Museum the New Llano Colony



Nicholas Coak

Birth: Born in 1905 in Kirbyville, Texas.  

Family Information: Married to Lilly Coak.  

Description: On his WWII Draft Registration card he was reported to be 6' tall, weigh 130 pounds, and have a light complexion, gray eyes and brown hair.  

Pre-Colony History: First joined the colony in 1927-28, but apparently left at some point. The couple returned in 1935, coming from Texas.  

Home in Colony: Lived in a little house just back of the hotel. In January 1936 it caught fire for the second time in a week, at the peak of the roof, around the chimney, but it was discovered and extinguished before much damage resulted.  

Job in Colony: In 1927 was hauling lumber at the sawmill.

In 1935-'36 was doing a variety work -- working in the veneer plant, building a lean-to at the planing mill, butchering hogs at the abbatoir on the Quipp place.  

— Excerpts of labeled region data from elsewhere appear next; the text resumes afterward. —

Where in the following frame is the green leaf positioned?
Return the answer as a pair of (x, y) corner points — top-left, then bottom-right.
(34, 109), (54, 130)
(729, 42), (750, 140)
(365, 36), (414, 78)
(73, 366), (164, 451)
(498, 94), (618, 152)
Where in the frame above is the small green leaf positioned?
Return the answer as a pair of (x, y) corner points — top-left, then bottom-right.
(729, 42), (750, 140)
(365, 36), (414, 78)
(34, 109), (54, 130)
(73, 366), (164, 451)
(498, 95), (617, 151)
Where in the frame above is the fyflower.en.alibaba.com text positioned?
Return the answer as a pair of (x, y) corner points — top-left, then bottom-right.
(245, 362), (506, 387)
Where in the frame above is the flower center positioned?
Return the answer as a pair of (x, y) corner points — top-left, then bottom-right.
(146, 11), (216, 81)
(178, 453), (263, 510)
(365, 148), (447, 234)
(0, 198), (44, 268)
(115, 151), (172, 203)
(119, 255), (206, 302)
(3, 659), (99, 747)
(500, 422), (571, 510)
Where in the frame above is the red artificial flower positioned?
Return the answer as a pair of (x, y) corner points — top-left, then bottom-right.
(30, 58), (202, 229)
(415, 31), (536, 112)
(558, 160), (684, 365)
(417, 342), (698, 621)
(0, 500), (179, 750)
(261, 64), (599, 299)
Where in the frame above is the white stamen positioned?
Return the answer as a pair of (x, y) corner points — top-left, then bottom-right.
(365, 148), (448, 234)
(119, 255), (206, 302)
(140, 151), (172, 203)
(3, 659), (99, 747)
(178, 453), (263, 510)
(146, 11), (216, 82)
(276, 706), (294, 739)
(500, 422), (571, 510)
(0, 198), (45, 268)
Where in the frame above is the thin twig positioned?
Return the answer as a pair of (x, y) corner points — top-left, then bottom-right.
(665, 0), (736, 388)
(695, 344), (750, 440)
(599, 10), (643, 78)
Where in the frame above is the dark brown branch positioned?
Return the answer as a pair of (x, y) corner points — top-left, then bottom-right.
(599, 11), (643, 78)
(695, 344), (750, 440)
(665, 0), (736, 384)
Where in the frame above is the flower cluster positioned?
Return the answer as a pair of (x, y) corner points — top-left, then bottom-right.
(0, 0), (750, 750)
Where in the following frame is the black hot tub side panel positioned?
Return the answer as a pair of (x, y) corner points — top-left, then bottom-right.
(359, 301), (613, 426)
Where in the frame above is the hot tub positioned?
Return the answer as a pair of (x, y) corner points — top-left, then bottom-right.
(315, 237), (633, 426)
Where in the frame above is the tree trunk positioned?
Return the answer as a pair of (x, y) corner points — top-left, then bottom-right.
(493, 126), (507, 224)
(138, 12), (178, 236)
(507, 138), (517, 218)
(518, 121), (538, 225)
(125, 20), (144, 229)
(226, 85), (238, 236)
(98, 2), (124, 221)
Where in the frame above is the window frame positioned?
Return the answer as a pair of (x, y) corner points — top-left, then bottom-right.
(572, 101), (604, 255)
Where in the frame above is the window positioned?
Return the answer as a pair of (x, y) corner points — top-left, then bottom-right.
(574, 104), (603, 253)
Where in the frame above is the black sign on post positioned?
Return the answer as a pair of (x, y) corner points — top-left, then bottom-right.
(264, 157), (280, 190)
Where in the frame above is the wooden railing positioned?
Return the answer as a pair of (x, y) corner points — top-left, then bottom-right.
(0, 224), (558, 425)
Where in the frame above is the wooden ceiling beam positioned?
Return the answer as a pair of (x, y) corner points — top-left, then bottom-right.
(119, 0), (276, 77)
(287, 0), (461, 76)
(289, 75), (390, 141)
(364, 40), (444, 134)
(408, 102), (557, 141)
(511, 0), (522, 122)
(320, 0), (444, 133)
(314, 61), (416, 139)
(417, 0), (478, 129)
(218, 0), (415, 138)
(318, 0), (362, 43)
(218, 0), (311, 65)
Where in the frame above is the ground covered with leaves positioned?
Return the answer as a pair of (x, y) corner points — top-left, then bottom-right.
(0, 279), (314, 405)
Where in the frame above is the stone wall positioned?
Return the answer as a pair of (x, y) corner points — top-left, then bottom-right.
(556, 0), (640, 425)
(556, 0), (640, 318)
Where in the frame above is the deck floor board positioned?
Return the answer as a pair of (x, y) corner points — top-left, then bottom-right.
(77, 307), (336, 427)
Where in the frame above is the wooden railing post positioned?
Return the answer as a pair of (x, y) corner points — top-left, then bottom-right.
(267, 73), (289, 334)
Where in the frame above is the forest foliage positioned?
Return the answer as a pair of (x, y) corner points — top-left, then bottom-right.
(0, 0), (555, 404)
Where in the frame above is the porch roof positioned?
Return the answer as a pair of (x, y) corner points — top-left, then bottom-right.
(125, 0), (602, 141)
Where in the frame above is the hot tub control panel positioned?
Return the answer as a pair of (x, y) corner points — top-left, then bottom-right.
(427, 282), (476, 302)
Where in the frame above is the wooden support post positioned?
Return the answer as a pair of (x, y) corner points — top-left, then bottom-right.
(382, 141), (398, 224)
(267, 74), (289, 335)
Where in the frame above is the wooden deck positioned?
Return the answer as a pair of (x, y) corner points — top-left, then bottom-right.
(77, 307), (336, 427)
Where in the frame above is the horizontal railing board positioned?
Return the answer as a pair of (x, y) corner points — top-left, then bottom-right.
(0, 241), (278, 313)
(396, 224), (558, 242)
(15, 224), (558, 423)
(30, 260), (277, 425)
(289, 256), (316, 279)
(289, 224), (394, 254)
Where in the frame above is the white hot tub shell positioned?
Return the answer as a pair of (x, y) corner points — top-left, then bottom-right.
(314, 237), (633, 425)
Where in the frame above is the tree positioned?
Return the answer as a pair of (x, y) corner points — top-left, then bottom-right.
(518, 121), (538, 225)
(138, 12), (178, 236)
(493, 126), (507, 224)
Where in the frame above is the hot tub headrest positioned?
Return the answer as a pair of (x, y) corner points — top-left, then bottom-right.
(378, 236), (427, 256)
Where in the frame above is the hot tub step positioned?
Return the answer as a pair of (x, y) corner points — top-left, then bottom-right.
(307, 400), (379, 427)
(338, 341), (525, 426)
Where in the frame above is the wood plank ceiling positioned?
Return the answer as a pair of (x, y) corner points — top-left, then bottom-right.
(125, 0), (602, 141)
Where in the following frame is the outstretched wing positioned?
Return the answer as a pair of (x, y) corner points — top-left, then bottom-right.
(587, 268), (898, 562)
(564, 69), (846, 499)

Other Info: One of 42 colonists who signed a petition, dated January 10, 1928 and sent to the governor of the state, which objected to the securing of a new charter being issued to the colony. Among other things, this petition claimed that affairs of the colony had been grossly and intentionally mismanaged and conduct of the management so flagrantly opposed to good morals that a receiver assigned by the District Court was necessary to handle affairs. It alleged that management had: 1. Used misleading propaganda which caused hundreds of people to invest their money in the colony, only to be disillusioned and have to leave with nothing to show for their investment. 2. Reduced the colony to a peon camp - these "peons" being poorly fed, clothed and housed. 3. Advocated "free-love", including promiscuous relations of the sexes and other practices contrary to good morals. 4. Expressed contempt for courts and authorities by taking it upon themselves to punish two boys for stealing from the colony store. 5. Prostituted colony schools by employing nondescript persons as teachers, while issuing fraudulent reports and drawing hundreds of dollars from the Parish School funds in the names of certified teachers and by exploiting child labor. The case was taken all the way to the Supreme Court but eventually was annulled and the plaintiff's demands rejected.

In 1936 he helped fight a grass fire that started east of the colony in the early afternoon. A bunch of boys had gone out and extinguished it, or so they thought, but it broke out again and destroyed part of the fence around the Kid Kolony tract. It spread eastward, burned the fence around Fortell's place and threatened the house. Coak, Thomason and Ware managed to put it out before that catastrophe.  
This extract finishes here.